这里是基于Leakcanary 2.6 来查看
1. 使用
2.6 后使用很简单,直接在app gradle 下增加依赖
dependencies {
debugImplementation 'com.squareup.leakcanary:leakcanary-android:2.6'
}
这样就可以使用 Leakcanary,其原理为:注册一个ContentProvider 在ContentProvider 中 onCreate 方法中注册对应的检测程序。2.6 中这个ContentProvider 在这个包下面
570a64560ff98ced1f4a7626b84b6fa.png
2. 分析流程
进入AppWatcherInstaller中的onCreate方法
override fun onCreate(): Boolean {
//获取对应的Application
val application = context!!.applicationContext as Application
//初始化检测
AppWatcher.manualInstall(application)
return true
}
继续往下走,到AppWatcher 中的 manualInstall 方法中
@JvmOverloads
fun manualInstall(
application: Application,
retainedDelayMillis: Long = TimeUnit.SECONDS.toMillis(5),
watchersToInstall: List = appDefaultWatchers(application)
) {
//检测线程
checkMainThread()
//判断是否初始化
check(!isInstalled) {
"AppWatcher already installed"
}
//检测retainedDelayMillis
check(retainedDelayMillis >= 0) {
"retainedDelayMillis $retainedDelayMillis must be at least 0 ms"
}
this.retainedDelayMillis = retainedDelayMillis
//判断是否为Debuggable 构建,如果是,则开启日志
if (application.isDebuggableBuild) {
LogcatSharkLog.install()
}
// 初始化InternalLeakCanary
LeakCanaryDelegate.loadLeakCanary(application)
//注册监测程序
watchersToInstall.forEach {
it.install()
}
}
我们先来看InternalLeakCanary的初始化,点进去loadLeakCanary
@Suppress("UNCHECKED_CAST")
val loadLeakCanary by lazy {
try {
//这个我理解是通过反射的方式创建InternalLeakCanary对象,并调用invoke方法
val leakCanaryListener = Class.forName("leakcanary.internal.InternalLeakCanary")
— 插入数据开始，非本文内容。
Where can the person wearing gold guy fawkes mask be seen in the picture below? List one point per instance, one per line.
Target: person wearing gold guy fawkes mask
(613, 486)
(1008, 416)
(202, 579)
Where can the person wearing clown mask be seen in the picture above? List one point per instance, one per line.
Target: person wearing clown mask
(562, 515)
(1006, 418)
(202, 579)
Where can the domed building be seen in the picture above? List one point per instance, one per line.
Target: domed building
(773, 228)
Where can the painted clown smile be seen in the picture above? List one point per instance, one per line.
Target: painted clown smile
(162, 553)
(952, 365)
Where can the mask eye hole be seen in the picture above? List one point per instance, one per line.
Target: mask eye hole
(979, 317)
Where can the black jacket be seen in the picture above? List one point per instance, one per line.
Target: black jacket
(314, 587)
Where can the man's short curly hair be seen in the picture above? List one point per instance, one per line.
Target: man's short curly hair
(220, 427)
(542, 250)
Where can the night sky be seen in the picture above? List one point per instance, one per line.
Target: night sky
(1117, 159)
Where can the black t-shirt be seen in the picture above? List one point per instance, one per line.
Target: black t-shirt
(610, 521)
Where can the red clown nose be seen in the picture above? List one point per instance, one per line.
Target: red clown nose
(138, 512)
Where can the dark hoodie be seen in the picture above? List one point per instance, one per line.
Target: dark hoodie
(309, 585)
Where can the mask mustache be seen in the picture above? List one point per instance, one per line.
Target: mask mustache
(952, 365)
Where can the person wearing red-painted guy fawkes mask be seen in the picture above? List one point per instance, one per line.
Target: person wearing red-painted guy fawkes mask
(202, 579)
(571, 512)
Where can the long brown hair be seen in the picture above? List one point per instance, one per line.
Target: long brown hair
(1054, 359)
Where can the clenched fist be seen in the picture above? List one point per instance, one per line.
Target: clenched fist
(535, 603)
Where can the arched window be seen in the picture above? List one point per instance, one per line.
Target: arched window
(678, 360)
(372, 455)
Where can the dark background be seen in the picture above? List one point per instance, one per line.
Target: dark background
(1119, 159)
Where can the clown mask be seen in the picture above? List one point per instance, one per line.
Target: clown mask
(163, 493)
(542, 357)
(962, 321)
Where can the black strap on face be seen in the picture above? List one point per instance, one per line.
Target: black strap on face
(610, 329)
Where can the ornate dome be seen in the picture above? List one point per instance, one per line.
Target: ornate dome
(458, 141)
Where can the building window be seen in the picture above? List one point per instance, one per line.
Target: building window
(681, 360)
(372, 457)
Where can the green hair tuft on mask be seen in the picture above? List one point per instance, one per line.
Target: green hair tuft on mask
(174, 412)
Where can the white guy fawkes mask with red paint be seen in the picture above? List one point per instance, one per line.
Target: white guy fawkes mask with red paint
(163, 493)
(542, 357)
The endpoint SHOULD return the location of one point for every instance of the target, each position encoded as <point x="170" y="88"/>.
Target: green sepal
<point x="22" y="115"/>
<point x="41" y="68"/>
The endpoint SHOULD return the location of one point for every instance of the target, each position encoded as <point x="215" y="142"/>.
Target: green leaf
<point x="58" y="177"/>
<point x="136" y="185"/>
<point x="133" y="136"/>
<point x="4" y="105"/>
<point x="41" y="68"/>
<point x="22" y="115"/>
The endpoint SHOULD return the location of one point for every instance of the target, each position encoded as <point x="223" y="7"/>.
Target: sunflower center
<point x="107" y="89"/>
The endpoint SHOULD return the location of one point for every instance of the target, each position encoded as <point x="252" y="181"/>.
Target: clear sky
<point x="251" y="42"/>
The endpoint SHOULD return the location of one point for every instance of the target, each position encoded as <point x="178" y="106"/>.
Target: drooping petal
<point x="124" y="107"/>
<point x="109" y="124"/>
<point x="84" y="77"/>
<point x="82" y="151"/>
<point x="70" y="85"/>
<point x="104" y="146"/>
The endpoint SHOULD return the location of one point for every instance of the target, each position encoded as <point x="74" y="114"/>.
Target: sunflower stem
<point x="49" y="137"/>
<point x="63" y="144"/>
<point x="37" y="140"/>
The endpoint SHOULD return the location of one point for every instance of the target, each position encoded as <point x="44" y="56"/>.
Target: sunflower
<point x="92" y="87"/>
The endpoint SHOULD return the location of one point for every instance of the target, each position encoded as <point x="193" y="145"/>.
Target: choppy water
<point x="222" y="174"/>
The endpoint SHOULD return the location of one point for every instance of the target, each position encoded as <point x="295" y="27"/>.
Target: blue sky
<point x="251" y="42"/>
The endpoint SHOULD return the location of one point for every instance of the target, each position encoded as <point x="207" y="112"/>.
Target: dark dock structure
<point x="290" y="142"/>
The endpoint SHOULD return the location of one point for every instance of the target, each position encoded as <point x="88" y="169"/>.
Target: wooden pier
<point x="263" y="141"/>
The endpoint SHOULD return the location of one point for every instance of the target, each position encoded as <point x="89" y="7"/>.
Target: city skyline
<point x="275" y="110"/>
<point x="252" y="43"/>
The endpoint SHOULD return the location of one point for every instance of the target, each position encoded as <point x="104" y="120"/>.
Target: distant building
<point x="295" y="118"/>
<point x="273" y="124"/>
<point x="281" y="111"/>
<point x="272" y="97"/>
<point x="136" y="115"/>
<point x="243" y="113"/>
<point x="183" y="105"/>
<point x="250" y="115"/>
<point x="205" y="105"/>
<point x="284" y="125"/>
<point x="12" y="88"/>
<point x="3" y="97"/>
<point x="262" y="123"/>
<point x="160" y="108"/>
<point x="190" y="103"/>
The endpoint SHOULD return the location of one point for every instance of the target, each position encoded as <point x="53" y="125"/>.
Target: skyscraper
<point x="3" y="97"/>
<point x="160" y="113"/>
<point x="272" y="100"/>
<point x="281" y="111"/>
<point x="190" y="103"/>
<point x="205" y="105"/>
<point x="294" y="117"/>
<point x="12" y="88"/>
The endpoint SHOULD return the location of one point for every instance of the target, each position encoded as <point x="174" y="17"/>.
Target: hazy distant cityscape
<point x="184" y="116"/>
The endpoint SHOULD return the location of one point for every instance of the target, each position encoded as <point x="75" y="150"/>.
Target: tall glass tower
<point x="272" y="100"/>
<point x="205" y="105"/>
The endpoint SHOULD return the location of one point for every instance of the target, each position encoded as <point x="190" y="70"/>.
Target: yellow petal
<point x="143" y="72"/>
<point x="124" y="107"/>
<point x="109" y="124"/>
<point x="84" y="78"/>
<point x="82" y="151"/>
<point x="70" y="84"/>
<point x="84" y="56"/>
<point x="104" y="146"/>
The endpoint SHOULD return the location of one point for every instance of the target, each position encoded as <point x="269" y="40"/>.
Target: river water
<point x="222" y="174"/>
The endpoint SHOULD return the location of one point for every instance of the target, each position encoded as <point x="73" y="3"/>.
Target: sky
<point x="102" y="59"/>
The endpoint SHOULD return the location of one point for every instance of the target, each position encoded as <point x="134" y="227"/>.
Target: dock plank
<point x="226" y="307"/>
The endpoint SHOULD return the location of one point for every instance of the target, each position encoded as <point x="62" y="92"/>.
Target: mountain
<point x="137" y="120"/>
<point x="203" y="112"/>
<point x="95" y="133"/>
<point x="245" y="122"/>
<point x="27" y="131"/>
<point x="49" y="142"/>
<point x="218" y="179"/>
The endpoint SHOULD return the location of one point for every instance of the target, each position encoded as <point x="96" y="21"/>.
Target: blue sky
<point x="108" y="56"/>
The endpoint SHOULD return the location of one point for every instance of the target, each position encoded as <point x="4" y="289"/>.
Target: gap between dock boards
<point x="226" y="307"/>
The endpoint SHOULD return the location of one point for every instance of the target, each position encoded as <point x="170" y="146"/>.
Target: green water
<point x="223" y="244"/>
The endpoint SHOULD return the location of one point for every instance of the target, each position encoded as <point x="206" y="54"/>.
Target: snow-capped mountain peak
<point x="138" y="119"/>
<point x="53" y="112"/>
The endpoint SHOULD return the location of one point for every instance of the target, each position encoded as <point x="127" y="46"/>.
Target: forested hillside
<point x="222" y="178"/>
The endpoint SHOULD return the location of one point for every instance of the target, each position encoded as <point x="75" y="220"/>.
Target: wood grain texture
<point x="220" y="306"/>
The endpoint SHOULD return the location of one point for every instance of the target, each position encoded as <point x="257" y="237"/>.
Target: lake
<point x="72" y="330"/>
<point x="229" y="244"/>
leakCanaryListener.getDeclaredField("INSTANCE")
.get(null) as (Application) -> Unit
} catch (ignored: Throwable) {
NoLeakCanary
}
}
走到InternalLeakCanary 的invoke方法中
override fun invoke(application: Application) {
//给_application 复制
_application = application
//判断是否为Debug构建,如果不是,会抛出异常
checkRunningInDebuggableBuild()
//为AppWatcher.objectWatcher增加监听
AppWatcher.objectWatcher.addOnObjectRetainedListener(this)
//创建AndroidHeapDumper
val heapDumper = AndroidHeapDumper(application, createLeakDirectoryProvider(application))
//GC触发器
val gcTrigger = GcTrigger.Default
val configProvider = { LeakCanary.config }
//创建一个handler线程
val handlerThread = HandlerThread(LEAK_CANARY_THREAD_NAME)
handlerThread.start()
//创建子线程handler
val backgroundHandler = Handler(handlerThread.looper)
//创建HeapDump 触发器
heapDumpTrigger = HeapDumpTrigger(
application, backgroundHandler, AppWatcher.objectWatcher, gcTrigger, heapDumper,
configProvider
)
application.registerVisibilityListener { applicationVisible ->
this.applicationVisible = applicationVisible
heapDumpTrigger.onApplicationVisibilityChanged(applicationVisible)
}
registerResumedActivityListener(application)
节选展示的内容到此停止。